Bei der Fußball-WW 2010 in Südafrika wird mit 18000 Journalisten gerechnet. Ob das Green-Point-Stadion in Kapstadt als letztes bis zum 4. Dezember 2009 fertig gestellt wird, ist dennoch fraglich.
Grahamstown – Unter dem Tagungsmotto „2010 – Development and Democracy” begrüßte Badat etwa 500 Redakteure aus Afrika, ebenso internationale Mediendozenten sowie Vertreter der Sponsoren von Highway Africa und der WM 2010. Der Rektor nahm eine spätere Podiumsdiskussion vorweg, bei der südafrikanische Interessenvertreter und Organisatoren der WM 2010 einerseits den kritischen Fragen und Bedenken ausgesetzt waren, andererseits jedoch mit der ausdrücklichen Erwartung konfrontiert wurden, dass Südafrika als „Bühne und Gastgeber“ der WM 2010 den gesamten Kontinent Afrika als „Fußballtheater“ nicht enttäuschen dürfe. Im kürzlichen Confederations-Cup in Südafrika hätten die Fußballgastgeber sehr wohl gezeigt, dass sie für die WM vorbereitet seien, waren sich alle Redner zur Eröffnung von Highway Africa einig, darunter Telkom Südafrika und der Mobilfunkbetreiber MTN.

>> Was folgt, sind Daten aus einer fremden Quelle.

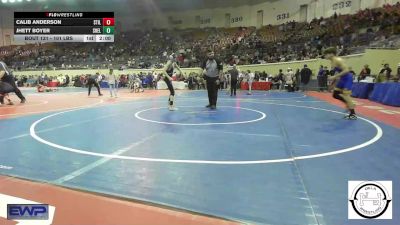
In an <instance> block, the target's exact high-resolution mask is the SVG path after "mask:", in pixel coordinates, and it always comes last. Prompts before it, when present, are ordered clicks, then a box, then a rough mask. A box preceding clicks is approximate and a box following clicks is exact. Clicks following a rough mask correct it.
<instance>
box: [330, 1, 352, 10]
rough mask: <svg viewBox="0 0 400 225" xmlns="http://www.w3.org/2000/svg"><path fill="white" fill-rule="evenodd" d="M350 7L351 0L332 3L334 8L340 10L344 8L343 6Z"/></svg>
mask: <svg viewBox="0 0 400 225" xmlns="http://www.w3.org/2000/svg"><path fill="white" fill-rule="evenodd" d="M348 7H351V0H348V1H343V2H337V3H334V4H333V5H332V9H333V10H338V9H343V8H348Z"/></svg>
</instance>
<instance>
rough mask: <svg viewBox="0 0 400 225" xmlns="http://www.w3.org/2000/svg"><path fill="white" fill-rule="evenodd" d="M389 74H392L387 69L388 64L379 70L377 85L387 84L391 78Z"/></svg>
mask: <svg viewBox="0 0 400 225" xmlns="http://www.w3.org/2000/svg"><path fill="white" fill-rule="evenodd" d="M391 73H392V69H391V68H390V67H389V64H387V63H386V64H384V65H383V68H382V69H381V71H380V72H379V75H378V78H377V81H376V82H377V83H381V82H389V81H390V79H391V78H392V77H391Z"/></svg>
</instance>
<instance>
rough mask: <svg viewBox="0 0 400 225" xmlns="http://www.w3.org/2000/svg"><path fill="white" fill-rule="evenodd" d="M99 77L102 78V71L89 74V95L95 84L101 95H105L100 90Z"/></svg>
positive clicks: (98, 90)
mask: <svg viewBox="0 0 400 225" xmlns="http://www.w3.org/2000/svg"><path fill="white" fill-rule="evenodd" d="M99 79H100V73H98V72H97V73H96V74H95V75H89V76H88V78H87V83H86V85H87V86H88V96H90V91H91V90H92V86H93V85H94V86H95V87H96V88H97V92H98V93H99V96H102V95H103V94H101V92H100V86H99ZM100 80H101V79H100Z"/></svg>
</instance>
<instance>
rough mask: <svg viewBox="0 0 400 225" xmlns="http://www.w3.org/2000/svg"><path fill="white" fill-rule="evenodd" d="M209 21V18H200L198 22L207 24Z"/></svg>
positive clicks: (200, 23)
mask: <svg viewBox="0 0 400 225" xmlns="http://www.w3.org/2000/svg"><path fill="white" fill-rule="evenodd" d="M209 23H211V18H201V19H200V24H209Z"/></svg>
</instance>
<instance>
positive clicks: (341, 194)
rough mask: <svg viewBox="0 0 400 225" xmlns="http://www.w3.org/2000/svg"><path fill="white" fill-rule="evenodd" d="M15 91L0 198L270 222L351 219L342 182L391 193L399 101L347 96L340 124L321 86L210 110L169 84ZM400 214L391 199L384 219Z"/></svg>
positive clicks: (194, 93) (341, 110)
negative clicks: (356, 111) (23, 188)
mask: <svg viewBox="0 0 400 225" xmlns="http://www.w3.org/2000/svg"><path fill="white" fill-rule="evenodd" d="M23 93H24V94H25V95H27V100H28V101H27V103H26V104H25V105H20V104H16V105H14V106H0V146H1V149H0V174H1V175H3V176H2V177H1V176H0V193H3V194H8V195H13V196H15V195H18V193H16V192H18V190H16V189H15V188H10V185H14V186H15V184H16V183H18V182H19V183H21V182H27V183H33V184H40V185H42V187H41V188H38V189H37V191H36V195H38V194H39V193H38V192H40V190H43V189H49V188H59V189H62V191H60V193H63V192H76V190H78V191H84V193H88V194H91V193H94V194H95V195H101V198H108V199H114V198H117V199H118V201H122V202H125V201H126V202H128V203H132V202H133V203H135V204H138V205H140V204H142V203H143V204H144V205H146V206H148V205H149V204H151V205H152V206H151V207H154V208H157V207H158V206H160V207H162V208H163V209H165V210H172V211H174V210H178V212H182V214H185V215H186V214H187V215H189V216H190V215H196V216H198V217H200V218H202V219H203V220H200V219H196V221H193V220H190V221H191V222H195V224H197V223H198V224H204V223H206V222H209V223H212V224H215V223H217V221H218V222H219V223H235V222H238V223H256V224H273V225H281V224H283V225H290V224H293V225H294V224H332V225H336V224H360V221H359V220H348V219H347V214H348V213H347V210H348V206H347V205H348V190H347V187H348V181H349V180H391V181H393V187H394V188H393V190H394V192H393V195H394V196H393V197H392V198H393V199H399V198H400V193H399V192H398V191H396V187H397V186H398V185H400V184H399V182H400V178H399V176H398V171H400V163H399V159H400V152H399V147H398V140H399V139H398V137H399V135H400V109H399V108H395V107H388V106H384V105H380V104H377V103H372V102H369V101H368V100H357V99H356V101H357V105H358V106H357V109H356V110H357V111H358V112H359V119H358V120H354V121H349V120H344V119H342V118H343V116H344V115H345V114H346V113H345V111H344V109H343V108H341V103H339V102H337V101H336V100H334V99H332V98H331V97H330V96H329V94H327V93H319V92H308V93H287V92H274V91H270V92H261V91H257V92H254V93H253V95H247V94H246V93H247V92H239V94H238V96H237V97H236V98H234V97H230V96H229V95H228V94H227V93H226V91H220V93H219V99H218V106H217V110H215V111H212V110H209V109H206V108H205V107H204V106H205V105H206V104H207V103H208V99H207V93H206V91H205V90H203V91H181V92H178V95H177V97H176V106H177V107H178V108H179V110H178V111H174V112H170V111H168V110H167V107H166V106H167V95H168V93H167V92H166V91H156V90H146V91H145V92H144V93H135V94H134V93H129V92H128V91H126V90H121V91H120V92H119V98H110V97H108V90H103V94H104V96H102V97H97V93H96V92H93V93H92V96H91V97H87V93H86V89H81V88H64V89H60V91H58V92H55V93H44V94H38V93H35V92H34V90H31V89H25V90H23ZM12 99H14V100H15V101H16V102H17V99H16V97H15V96H12ZM10 179H11V180H10ZM20 179H24V180H23V181H18V182H17V181H15V180H20ZM27 180H28V181H27ZM37 182H38V183H37ZM43 183H45V184H43ZM7 185H8V188H7ZM24 185H25V187H27V184H25V183H24ZM43 185H44V186H43ZM20 189H21V190H20V191H22V189H23V187H21V188H20ZM71 189H73V190H71ZM56 193H59V192H56ZM78 194H79V192H78ZM28 195H29V194H28ZM53 195H54V196H53V198H57V197H55V195H57V194H53ZM28 197H30V198H31V199H33V200H35V193H31V194H30V196H28ZM99 198H100V197H99ZM0 199H1V198H0ZM51 199H52V198H51V197H48V198H47V199H46V201H51ZM85 199H86V198H81V201H82V202H83V203H84V201H85ZM133 203H132V204H133ZM60 204H62V203H60ZM75 204H78V203H75ZM60 207H62V206H60ZM149 207H150V206H149ZM110 210H112V209H110ZM59 213H60V214H61V213H62V212H61V209H60V208H57V206H56V209H55V216H54V218H55V221H57V222H58V223H59V224H62V223H63V222H65V220H64V221H62V220H60V219H59V220H57V215H58V214H59ZM158 214H159V212H156V211H154V213H153V214H152V213H149V217H150V218H151V217H156V216H157V215H158ZM399 215H400V203H399V202H398V201H396V200H394V201H393V220H390V221H387V222H388V224H400V218H399ZM70 216H71V215H70ZM207 216H211V217H212V218H209V217H207ZM0 217H1V214H0ZM182 218H183V217H182ZM189 218H190V217H189ZM192 219H193V218H192ZM209 220H212V221H209ZM0 221H1V220H0ZM125 221H129V219H126V220H125ZM149 221H150V222H149V223H151V220H149ZM89 222H90V220H89ZM136 222H140V221H136ZM158 222H161V223H162V221H158ZM361 222H362V224H377V221H374V220H363V221H361ZM127 223H128V222H127ZM185 223H186V224H188V222H187V221H186V222H182V224H185Z"/></svg>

Der südafrikanische Kommunikationschef für FIFA 2010, Rich Mkhondo, rechnet mit 18000 ausländischen Journalisten: „Ein Netzwerk aus Deutschland schickt allein 575 Journalisten und Medientechniker.“ Bei dieser Erwartung hakte Rektor Badat nach. „Die WM 2010 wird ein Medienfest (Media Bonanza).“ An die afrikanischen Journalisten gewandt wollte Badat wissen, ob sie vorbereitet seien, diese Medienchance zu nutzen. Von anderen Rednern wurde erneut eine bekannte Klage vorgetragen, dass etliche Nachrichtenagenturen und Fernsehstationen Afrikas ihre Nachrichten über andere Länder des Kontinents aus Europa oder aus den USA bezögen.

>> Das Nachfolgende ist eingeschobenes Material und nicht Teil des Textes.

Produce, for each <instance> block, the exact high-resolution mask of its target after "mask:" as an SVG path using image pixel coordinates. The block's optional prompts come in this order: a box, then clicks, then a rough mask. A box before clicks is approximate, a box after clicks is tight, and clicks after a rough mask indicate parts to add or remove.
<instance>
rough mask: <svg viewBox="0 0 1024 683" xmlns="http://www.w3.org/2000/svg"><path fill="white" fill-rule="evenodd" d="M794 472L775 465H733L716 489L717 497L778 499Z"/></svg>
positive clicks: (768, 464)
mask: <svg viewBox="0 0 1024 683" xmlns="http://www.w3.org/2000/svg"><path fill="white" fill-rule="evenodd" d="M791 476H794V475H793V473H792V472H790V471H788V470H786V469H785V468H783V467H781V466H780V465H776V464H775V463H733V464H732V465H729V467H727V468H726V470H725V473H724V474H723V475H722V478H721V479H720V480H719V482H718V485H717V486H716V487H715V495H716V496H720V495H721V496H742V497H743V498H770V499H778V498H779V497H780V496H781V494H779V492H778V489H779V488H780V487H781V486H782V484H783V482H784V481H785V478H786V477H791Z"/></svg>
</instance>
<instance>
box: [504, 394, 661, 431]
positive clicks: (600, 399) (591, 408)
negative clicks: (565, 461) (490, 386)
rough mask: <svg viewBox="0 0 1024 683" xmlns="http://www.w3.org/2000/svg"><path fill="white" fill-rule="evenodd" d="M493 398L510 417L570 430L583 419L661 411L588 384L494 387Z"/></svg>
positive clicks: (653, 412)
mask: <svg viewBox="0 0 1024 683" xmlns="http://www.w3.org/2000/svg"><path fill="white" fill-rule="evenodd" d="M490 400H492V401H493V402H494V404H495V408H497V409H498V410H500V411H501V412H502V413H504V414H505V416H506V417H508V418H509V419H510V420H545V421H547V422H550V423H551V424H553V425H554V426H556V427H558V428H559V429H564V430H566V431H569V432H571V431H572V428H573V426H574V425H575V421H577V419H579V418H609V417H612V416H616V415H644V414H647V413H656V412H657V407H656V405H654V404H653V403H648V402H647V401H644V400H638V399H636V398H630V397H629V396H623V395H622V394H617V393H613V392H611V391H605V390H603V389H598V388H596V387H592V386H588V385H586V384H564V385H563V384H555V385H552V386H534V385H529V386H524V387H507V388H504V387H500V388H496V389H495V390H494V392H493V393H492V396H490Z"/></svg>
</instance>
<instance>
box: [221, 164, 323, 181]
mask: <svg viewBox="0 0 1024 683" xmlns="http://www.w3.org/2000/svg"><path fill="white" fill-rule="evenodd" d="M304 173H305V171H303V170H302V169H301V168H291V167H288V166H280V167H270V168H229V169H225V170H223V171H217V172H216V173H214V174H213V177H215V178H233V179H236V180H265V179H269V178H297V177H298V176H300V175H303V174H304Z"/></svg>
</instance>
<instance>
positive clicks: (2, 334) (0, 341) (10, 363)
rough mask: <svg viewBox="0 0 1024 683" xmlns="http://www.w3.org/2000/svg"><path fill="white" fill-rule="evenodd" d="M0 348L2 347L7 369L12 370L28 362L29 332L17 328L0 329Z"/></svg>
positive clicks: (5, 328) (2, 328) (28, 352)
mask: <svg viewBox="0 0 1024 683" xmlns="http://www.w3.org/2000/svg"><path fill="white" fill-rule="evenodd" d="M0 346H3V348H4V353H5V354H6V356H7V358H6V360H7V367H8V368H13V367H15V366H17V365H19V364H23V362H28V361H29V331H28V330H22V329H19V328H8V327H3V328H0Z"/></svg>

Wenn die WM 2010 abgelaufen ist, sieht Badat für Südafrika vor allem Vorteile im Transportwesen, derweil die zehn Fuβball-Stadien der Weltklasse – sechs nagelneu und vier frisch renoviert – auch für künftige internationale Tourneen anderer Sportarten verwendet werden können. Das Greenpoint-Stadion in Kapstadt werde als letztes bis zum 4. Dezember 2009 fertiggestellt, so FIFA-Sprecher Rich Mkhondo. Badat warnte jedoch vor übertriebenen Erwartungen anderer Bereiche wie Tourismus. Eine Veranstaltung wie die WM könne den Graben zwischen Arm und Reich sogar noch vertiefen.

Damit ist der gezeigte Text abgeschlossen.